Interestingly, each of the four generations mourning Mom's death experienced grief differently. And it took my mother's 9-year-old great grandchild to find the best way to honor her memory.

A great grandchild's drawing of herself and Bubbe (Great Grandmother)

My mother was 91 when she died and had lived through the loss of her husband of 68 years and most of her friends and relatives of her generation. Her address book was filled with whiteout covering the names of friends and relatives who had died. When she shared that a peer had died, she would accompany it with what I thought was a cavalier remark about having to make new friends. In her final years, she often skipped the funerals.

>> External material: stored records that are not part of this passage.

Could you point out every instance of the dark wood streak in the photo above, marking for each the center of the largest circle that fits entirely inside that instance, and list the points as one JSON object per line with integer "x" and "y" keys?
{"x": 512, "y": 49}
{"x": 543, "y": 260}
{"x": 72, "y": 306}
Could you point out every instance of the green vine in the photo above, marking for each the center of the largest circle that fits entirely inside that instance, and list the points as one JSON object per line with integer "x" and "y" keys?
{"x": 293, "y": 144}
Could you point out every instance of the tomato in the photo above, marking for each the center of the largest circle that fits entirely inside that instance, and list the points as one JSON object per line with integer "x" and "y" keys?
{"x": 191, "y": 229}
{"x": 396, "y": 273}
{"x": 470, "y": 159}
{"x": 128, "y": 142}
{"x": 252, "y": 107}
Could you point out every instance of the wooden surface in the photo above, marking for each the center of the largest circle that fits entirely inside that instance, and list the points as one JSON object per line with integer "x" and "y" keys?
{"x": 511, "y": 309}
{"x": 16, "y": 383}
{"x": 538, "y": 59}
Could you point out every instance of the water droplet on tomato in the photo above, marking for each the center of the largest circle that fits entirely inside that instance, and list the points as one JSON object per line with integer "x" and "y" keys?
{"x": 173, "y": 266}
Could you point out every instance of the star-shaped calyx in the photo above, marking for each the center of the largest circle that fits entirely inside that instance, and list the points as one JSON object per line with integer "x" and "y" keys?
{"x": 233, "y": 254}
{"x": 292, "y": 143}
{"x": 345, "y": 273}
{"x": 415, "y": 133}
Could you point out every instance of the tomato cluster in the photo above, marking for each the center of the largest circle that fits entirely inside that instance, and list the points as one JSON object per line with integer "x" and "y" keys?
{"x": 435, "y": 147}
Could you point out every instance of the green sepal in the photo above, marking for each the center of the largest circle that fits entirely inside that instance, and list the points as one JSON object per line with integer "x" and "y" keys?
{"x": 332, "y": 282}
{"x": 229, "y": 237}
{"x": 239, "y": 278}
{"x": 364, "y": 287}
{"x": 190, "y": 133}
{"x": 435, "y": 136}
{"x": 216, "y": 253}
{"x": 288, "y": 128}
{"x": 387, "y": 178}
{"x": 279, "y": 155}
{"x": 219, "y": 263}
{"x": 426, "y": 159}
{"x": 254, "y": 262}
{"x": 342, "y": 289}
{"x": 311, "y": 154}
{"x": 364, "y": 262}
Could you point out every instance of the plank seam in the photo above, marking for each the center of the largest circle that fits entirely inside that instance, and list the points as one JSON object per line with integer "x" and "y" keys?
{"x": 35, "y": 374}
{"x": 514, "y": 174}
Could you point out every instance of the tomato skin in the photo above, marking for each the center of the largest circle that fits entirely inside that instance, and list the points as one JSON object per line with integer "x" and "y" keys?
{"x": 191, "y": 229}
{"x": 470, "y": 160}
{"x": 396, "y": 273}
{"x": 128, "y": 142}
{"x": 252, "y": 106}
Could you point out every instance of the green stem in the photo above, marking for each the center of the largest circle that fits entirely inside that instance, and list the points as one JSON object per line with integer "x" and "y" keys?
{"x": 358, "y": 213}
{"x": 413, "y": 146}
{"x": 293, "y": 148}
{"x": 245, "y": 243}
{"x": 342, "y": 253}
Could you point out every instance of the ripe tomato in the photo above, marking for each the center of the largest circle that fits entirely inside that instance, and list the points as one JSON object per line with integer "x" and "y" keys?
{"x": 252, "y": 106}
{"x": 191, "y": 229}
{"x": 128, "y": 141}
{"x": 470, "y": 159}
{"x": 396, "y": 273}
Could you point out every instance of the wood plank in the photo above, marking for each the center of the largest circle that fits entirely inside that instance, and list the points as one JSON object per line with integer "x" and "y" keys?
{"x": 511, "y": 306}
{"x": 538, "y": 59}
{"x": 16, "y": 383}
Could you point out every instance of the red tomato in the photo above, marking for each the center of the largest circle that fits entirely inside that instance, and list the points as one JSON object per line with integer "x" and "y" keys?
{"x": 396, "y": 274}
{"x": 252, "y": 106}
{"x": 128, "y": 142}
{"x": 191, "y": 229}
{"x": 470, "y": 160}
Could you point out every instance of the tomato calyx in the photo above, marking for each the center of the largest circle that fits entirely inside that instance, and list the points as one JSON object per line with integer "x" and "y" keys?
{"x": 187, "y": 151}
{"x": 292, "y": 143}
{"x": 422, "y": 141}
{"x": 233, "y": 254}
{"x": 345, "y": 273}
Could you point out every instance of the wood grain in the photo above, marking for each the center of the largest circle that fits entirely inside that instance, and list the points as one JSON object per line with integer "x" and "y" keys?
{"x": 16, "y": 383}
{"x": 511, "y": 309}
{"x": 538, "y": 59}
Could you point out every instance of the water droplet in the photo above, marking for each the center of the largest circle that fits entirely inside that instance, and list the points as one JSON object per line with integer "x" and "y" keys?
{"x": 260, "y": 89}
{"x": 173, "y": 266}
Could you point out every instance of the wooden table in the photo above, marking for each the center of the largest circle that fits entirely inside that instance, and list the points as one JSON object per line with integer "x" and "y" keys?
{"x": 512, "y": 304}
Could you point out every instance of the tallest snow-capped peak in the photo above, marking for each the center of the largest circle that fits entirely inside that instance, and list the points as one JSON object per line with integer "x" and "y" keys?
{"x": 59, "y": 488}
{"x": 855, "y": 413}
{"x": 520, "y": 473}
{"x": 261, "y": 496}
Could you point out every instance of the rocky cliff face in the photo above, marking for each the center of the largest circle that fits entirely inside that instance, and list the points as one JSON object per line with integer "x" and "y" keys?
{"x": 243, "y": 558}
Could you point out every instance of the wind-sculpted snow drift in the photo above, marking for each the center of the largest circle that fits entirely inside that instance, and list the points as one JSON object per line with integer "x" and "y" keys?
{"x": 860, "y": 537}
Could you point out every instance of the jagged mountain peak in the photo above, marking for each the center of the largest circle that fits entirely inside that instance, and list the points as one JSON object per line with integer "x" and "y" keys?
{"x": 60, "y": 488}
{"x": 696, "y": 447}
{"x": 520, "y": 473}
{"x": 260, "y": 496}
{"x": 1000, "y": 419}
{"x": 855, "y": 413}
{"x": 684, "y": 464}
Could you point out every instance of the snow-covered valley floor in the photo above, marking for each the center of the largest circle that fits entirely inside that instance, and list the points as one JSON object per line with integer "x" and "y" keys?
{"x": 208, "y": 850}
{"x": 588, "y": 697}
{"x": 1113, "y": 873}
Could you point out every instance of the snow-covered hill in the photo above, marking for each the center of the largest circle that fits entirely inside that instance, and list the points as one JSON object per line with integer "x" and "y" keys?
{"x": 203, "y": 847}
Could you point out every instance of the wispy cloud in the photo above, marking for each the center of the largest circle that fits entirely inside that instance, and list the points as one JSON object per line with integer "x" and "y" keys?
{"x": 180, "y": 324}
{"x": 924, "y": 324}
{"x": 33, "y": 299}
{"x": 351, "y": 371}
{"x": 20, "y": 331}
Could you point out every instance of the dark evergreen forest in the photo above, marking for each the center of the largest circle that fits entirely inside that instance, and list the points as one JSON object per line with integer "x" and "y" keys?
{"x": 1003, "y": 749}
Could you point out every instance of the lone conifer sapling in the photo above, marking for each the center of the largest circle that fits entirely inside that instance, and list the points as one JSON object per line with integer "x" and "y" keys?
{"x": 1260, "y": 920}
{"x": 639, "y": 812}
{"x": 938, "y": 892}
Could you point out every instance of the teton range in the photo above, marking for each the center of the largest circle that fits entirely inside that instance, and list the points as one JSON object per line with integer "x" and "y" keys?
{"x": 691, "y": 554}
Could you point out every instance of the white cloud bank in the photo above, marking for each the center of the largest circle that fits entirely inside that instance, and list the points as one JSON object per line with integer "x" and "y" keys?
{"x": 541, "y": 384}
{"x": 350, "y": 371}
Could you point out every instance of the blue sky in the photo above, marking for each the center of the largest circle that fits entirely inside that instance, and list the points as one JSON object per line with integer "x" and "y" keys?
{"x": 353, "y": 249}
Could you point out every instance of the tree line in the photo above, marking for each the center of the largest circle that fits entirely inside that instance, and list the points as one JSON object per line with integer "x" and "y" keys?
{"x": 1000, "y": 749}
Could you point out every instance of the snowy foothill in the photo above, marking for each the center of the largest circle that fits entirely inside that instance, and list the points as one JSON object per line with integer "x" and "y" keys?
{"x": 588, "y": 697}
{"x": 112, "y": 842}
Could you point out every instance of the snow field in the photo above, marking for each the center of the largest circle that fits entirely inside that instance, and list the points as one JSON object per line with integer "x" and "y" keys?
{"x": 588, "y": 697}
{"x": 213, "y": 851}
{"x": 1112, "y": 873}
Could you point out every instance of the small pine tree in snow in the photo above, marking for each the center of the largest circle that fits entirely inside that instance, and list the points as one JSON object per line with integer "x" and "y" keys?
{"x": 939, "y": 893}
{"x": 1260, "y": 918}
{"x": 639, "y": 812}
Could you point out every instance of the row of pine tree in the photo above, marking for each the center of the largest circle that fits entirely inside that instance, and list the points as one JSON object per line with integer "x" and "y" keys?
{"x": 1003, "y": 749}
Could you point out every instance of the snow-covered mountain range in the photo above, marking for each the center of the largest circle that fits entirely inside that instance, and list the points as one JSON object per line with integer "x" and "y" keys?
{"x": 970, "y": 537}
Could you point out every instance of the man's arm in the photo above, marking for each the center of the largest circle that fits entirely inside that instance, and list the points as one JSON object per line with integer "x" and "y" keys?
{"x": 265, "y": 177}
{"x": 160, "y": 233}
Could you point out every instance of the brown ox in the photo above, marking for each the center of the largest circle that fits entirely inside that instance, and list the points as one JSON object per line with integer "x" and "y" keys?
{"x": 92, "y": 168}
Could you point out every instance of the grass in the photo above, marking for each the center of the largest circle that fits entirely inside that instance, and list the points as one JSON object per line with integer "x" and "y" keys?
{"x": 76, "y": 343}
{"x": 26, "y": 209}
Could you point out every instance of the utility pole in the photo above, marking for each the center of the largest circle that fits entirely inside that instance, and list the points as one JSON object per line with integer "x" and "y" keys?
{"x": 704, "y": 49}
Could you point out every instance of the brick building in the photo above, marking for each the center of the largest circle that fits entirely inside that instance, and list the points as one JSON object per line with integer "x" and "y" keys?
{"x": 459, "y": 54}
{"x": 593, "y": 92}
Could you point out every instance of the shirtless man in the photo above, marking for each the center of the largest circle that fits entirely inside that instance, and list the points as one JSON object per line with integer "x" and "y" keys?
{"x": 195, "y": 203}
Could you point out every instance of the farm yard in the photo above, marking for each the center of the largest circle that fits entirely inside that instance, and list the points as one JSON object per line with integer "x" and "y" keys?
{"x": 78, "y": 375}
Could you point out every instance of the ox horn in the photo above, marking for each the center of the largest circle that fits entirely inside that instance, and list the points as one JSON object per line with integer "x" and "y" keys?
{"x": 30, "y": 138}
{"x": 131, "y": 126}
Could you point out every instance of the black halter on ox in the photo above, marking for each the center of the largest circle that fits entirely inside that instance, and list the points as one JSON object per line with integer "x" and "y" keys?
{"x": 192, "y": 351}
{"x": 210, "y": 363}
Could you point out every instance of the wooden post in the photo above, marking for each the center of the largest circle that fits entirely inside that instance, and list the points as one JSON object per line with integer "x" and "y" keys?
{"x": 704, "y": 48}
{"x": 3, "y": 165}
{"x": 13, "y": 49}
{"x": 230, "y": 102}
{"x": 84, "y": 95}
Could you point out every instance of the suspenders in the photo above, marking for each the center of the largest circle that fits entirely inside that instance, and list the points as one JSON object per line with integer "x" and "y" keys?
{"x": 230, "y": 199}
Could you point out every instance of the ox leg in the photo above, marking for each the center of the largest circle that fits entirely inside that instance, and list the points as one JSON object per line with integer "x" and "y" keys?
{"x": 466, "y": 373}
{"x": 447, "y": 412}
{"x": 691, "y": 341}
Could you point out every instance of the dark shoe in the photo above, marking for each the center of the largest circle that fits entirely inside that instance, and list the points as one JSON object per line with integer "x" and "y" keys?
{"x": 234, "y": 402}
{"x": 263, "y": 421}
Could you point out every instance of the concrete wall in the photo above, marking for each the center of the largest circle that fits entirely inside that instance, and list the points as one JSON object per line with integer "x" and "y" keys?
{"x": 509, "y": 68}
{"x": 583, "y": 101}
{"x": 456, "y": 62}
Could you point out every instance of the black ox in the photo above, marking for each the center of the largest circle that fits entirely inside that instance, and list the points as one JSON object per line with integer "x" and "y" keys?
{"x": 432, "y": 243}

What must it be like to have lived long enough to lose your spouse, sister, brother, and all of the relatives of your generation? Sickness, loss of independence, and death were her constantly stalking her. To survive and make the most of each day, Mom and her peers had to lean forward to make new friends, take pleasure in their children and their families, and accept the inevitable.

My brothers, cousins, and I, reacted with what I would call sad resignation. We are old enough to have expected this and experienced it before. Our sorrow was tinged with the realization that we were now the oldest generation in the family. I cried, but I also felt extremely anxious. How had time passed so quickly? Would I soon start to lose people I loved from my own generation? With great sorrow and heavy hearts, my brothers and I delivered eulogies as Mom had requested.

For Mom's eight grandchildren, the tears flowed heavily. Not one of them thought they could give a eulogy without sobbing. They loved their grandmother and couldn't believe she would not be there anymore. The ones who lived out of town were sure there would be more time. There was a family wedding coming up in August. They would see Grandma there. It was simply too shocking to realize what I already knew. Sometimes, there just isn't a next time.

It was my 9-year-old granddaughter, her great granddaughter, who wanted to speak at Mom's funeral. In part, she said in a sweet, clear voice,

"I loved and love my Bubbe...[she] helped me inherit the gift of being good with elderly people...I felt very close to her...If she was in a Harry Potter house, she'd be a Hufflepuff, loyal and kind. I miss her so much...Her spirit is in us, and we remember her in the way she wanted to be remembered."

Sometimes it is the child who leads us. That was definitely true here. My granddaughter was not burdened by the baggage of the older generations. She saw what really mattered. Kindness. Loyalty. Love. And remembering.